Jelas pertandingan ini akan menarik perhatian. Kedua tim yang punya kedalaman skuad dan kualitas individu mumpuni akan beradu memperebutkan tiket final, menghadapi pemenang antra Prancis versus Spanyol.
Pelatih Inggris, Lionel Scaloni tak mau pertandingan ini dikaitkan dengan rivalitas masa lalu. Menurutnya, ini merupakan murni pertarungan di lapangan sepak bola.
“Apa yang dicapai tim ini sungguh bersejarah, meskipun kami sebenarnya bisa bermain lebih baik lagi. Bisa kembali tampil di semifinal adalah pencapaian bersejarah," tegasnya.

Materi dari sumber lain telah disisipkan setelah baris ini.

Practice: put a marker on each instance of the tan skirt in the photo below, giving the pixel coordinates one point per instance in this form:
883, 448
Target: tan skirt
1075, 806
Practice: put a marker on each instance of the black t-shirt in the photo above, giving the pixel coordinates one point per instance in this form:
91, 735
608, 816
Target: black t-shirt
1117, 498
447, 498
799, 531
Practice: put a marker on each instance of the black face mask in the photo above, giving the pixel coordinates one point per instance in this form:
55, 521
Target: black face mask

Pria asal Argentina itu menyebut timnya akan fokus mempersiapkan diri menghadapi laga ini.
"Ini adalah posisi istimewa dalam sepak bola, bukan hal yang mudah dicapai. Kami merasa senang dan antusias saat ini, dan kami akan berusaha melaju hingga akhir dengan mengerahkan seluruh tenaga dan keringat."
Ia tak mau membawa cerita masa lalu dan hanya fokus pada pertandingan sepak bola menghadapi tim yang tangguh dengan pelatih yang luar biasa.

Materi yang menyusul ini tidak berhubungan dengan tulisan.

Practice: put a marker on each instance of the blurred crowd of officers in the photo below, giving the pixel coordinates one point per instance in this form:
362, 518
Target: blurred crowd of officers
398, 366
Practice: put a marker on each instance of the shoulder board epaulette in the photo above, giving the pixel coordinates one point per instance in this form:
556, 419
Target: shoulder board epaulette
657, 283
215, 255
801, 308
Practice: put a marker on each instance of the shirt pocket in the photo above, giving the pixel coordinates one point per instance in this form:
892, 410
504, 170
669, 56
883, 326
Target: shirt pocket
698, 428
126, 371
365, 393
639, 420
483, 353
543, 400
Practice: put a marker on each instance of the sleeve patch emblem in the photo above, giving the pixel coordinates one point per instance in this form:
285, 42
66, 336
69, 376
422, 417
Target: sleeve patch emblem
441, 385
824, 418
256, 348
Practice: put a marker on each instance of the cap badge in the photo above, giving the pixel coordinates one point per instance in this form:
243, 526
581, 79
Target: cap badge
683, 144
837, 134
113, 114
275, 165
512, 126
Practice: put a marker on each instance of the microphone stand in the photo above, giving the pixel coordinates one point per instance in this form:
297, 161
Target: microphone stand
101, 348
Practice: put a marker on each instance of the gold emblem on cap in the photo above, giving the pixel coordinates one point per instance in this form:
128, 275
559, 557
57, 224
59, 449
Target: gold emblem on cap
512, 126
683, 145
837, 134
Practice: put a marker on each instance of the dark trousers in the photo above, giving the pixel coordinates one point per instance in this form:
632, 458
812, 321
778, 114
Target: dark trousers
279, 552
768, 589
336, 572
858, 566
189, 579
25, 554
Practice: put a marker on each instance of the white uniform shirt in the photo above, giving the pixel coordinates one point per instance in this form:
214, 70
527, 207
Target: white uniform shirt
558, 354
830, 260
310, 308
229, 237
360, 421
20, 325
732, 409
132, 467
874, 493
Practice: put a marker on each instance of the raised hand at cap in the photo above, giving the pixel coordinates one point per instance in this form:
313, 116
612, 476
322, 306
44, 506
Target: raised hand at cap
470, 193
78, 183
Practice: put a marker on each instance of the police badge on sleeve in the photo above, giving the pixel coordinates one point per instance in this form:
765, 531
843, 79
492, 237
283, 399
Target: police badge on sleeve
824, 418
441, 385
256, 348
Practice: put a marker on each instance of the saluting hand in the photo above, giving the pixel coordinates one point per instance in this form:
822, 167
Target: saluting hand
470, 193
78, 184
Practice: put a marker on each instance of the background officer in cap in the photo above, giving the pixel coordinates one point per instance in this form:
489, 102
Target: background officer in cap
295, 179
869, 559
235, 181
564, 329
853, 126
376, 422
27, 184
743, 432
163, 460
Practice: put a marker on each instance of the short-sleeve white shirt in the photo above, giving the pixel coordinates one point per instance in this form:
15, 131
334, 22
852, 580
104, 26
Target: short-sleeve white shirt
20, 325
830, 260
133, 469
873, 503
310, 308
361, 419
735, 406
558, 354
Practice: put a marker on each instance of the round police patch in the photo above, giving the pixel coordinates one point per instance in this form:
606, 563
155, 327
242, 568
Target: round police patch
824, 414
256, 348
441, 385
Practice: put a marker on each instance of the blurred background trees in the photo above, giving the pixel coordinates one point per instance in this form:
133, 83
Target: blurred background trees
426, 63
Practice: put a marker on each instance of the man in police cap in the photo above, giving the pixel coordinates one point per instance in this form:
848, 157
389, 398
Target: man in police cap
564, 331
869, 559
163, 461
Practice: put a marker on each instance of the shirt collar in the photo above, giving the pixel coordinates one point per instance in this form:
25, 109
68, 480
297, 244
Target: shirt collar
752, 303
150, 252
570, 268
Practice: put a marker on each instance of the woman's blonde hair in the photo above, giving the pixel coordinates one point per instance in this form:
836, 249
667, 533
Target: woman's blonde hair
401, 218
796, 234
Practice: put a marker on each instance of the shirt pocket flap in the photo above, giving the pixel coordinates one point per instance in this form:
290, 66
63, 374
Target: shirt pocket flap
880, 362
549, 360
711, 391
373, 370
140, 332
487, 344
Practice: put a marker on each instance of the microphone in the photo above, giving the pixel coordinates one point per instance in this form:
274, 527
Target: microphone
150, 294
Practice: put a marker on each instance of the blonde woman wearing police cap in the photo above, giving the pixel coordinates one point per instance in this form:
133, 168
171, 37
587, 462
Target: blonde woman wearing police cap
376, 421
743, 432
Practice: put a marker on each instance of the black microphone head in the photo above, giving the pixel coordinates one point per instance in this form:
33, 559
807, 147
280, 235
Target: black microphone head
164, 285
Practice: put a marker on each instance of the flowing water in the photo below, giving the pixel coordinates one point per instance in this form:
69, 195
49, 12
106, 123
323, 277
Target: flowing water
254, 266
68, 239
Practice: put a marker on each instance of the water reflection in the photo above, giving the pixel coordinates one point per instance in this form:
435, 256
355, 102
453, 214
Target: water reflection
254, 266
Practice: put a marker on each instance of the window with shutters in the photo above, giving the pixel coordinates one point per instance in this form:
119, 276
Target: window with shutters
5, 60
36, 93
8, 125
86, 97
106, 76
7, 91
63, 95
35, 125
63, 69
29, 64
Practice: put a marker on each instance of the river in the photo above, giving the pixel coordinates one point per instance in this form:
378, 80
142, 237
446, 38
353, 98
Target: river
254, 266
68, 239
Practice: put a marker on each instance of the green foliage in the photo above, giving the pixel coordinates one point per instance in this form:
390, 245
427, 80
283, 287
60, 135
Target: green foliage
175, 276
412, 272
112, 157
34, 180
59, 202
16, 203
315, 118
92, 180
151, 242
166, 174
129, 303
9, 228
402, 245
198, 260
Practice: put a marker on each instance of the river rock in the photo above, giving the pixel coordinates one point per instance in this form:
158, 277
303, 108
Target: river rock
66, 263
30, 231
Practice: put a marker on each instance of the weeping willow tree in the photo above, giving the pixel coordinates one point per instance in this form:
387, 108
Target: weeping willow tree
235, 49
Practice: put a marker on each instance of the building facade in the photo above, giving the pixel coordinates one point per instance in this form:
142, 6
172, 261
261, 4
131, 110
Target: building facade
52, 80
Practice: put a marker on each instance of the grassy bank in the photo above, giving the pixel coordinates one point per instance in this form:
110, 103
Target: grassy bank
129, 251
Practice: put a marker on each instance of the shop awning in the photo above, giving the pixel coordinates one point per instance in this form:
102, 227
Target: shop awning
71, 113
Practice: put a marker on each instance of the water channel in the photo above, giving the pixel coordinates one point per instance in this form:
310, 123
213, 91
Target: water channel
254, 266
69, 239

"Pesannya adalah ini hanyalah sebuah pertandingan sepak bola. Hanya itu yang bisa saya katakan. Kami akan menghadapi lawan yang sangat tangguh, mereka memiliki pelatih hebat. Ini sekadar pertandingan sepak bola, itu saja.”
Ia menyadari timnya harus mempersiapkan diri dengan baik terutama meningkatkan performa sejak setelah mencatatkan kemenangan susah payah di fase knock out.
"Kemenangan atas Swiss lebih didasari oleh hasrat besar untuk menang ketimbang kualitas permainan kami di lapangan. Kami sudah berada di semifinal, sebuah posisi istimewa dalam sepak bola yang mungkin sering dianggap remeh oleh orang-orang, padahal mencapainya sama sekali tidak mudah.”
Ia memastikan timnya akan mengerahkan segenap kemampuan agar bisa memberikan permainan yang bagus dan bisa mewujudkan target lolos ke partai pamungkas.
"Sekarang kami akan mengerahkan segalanya yang kami bisa, berjuang hingga akhir, dengan sisa-sisa kekuatan dan setiap tetes keringat terakhir kami. Jika kami berhasil lolos [ke final], itu luar biasa. Jika tidak, kami tahu kami telah memberikan segalanya. Jangan ada yang meragukan hal itu," tutupnya.
Striker Argentina, Jose Lopez mengutarakan meski pertarungan ini tak bisa lepas dari persaingan sejarah masa lalu, seperti kata Scaloni, pihaknya hanya akan fokus mempersiapkan diri menghadapi pertarungan di lapangan hijau.
"Saya rasa kami adalah pemain profesional dan kami akan menjalaninya seperti pertandingan lainnya: berjuang hingga detik terakhir dan mencurahkan segalanya di lapangan.”